Mia & Tom Chen
Remote Workers · Nomadic · Published March 30, 2026
Three stunning destinations, wildly different realities for remote work. We spent 2 months in each and scored them on internet, visa, cost, and lifestyle.
The 'work from paradise' dream is real - but paradise is different depending on whether you need 200 Mbps fibre, a stable banking setup, or the cheapest rent while your startup finds its feet. We spent two months in each country in 2025–2026.

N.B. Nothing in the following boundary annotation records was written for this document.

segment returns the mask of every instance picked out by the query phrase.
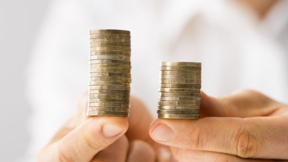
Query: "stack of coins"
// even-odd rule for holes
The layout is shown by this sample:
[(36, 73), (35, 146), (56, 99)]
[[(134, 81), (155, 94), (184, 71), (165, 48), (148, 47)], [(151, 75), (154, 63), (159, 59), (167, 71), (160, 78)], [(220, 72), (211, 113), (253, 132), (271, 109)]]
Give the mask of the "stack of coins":
[(199, 119), (201, 63), (160, 62), (159, 118)]
[(87, 116), (129, 116), (130, 31), (89, 32), (89, 82)]

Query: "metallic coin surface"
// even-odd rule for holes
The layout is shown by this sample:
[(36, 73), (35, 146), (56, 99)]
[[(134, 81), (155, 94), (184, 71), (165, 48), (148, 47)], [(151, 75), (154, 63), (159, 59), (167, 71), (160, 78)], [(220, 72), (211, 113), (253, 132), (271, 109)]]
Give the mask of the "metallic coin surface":
[(160, 62), (162, 66), (201, 66), (201, 62)]
[(118, 38), (96, 38), (89, 39), (89, 43), (94, 42), (117, 42), (131, 43), (131, 40), (125, 39)]
[[(114, 89), (130, 91), (130, 86), (120, 85), (90, 85), (89, 86), (89, 90), (98, 89)], [(90, 93), (91, 93), (91, 92)]]
[(105, 81), (93, 81), (89, 82), (89, 85), (121, 85), (121, 86), (130, 86), (130, 83), (121, 82), (105, 82)]
[(161, 88), (201, 88), (201, 84), (160, 84)]
[(159, 118), (167, 119), (200, 119), (200, 115), (196, 114), (158, 114)]
[(201, 93), (197, 92), (159, 92), (161, 97), (201, 97)]
[(160, 75), (159, 79), (194, 79), (201, 80), (201, 76), (197, 75)]
[(117, 108), (117, 107), (89, 107), (88, 111), (103, 111), (103, 112), (130, 112), (130, 109), (128, 108)]
[(89, 39), (94, 38), (120, 38), (131, 39), (131, 36), (121, 34), (89, 34)]
[(120, 116), (129, 117), (129, 113), (119, 112), (87, 112), (87, 116)]
[(192, 79), (160, 79), (162, 84), (201, 84), (201, 80)]
[(157, 113), (164, 114), (199, 114), (197, 110), (157, 110)]
[(201, 75), (201, 71), (160, 71), (160, 75)]
[(116, 55), (93, 55), (90, 56), (90, 60), (130, 60), (131, 57)]
[(128, 78), (122, 78), (122, 77), (90, 77), (91, 81), (115, 81), (115, 82), (129, 82), (131, 83), (132, 82), (132, 79)]
[(201, 101), (201, 97), (159, 97), (159, 101)]
[(162, 105), (200, 105), (200, 101), (158, 101), (158, 104)]
[(130, 31), (123, 30), (114, 30), (114, 29), (97, 29), (89, 30), (89, 34), (121, 34), (125, 35), (130, 35)]
[(200, 106), (158, 105), (158, 109), (199, 110), (200, 109)]
[(90, 55), (117, 55), (124, 56), (131, 56), (131, 52), (123, 52), (123, 51), (91, 51)]
[(123, 90), (95, 89), (90, 90), (90, 94), (122, 94), (130, 95), (130, 91)]
[[(130, 47), (89, 47), (91, 51), (95, 51), (98, 50), (112, 50), (112, 51), (128, 51), (131, 52), (131, 48)], [(167, 66), (168, 67), (168, 66)], [(172, 67), (172, 66), (170, 66)]]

We scored each destination across 6 dimensions that actually matter for remote work: internet reliability, cost, visa simplicity, community, lifestyle quality, and long-term suitability.
Internet & Infrastructure
Thailand (Phuket & Chiang Mai) - 9/10
Fibre is widely available. True Gigathai offers 1 Gbps residential fibre in major cities. Power outages are rare outside rainy season. Co-working spaces like CAMP and Alt_ChiangMai provide rock-solid backup connectivity.
Sri Lanka (Colombo & Galle) - 6/10
Infrastructure is improving rapidly post-2022 economic recovery, but fibre coverage remains patchy outside Colombo. SLT and Dialog offer decent speeds in the city; most Galle co-working cafés hit 30–50 Mbps reliably.
Bali (Canggu & Seminyak) - 7/10
The co-working scene is world-class. Individual apartment fibre is less reliable - most nomads rely on Dojo (400 Mbps) or Outpost for critical work rather than home setups.
Monthly Cost Comparison
- Sri Lanka: $900–$1,500/month (most affordable)
- Thailand: $1,100–$2,000/month
- Bali: $1,200–$2,200/month
Visa Situation in 2026
- Sri Lanka: 30-day tourist visa extendable to 6 months. Simple, cheap, predictable.
- Thailand: LTR Visa for nomads earning $80K+. Otherwise DTV (Destination Thailand Visa) or tourist visa runs.
- Bali: Sponsored ITAS ($900–1,100/year) is the cleanest path. Visa on arrival is 60 days maximum.
Final Verdict
- Best internet: Thailand
- Best value: Sri Lanka
- Best lifestyle and community: Bali
- Best overall for long-term stays: Thailand
- Best for first-timers: Bali - unmatched nomad onboarding
If you can only go to one: Bali for the community and culture, Thailand for the infrastructure and legal clarity. Sri Lanka if your budget is tight and you love surf and solitude.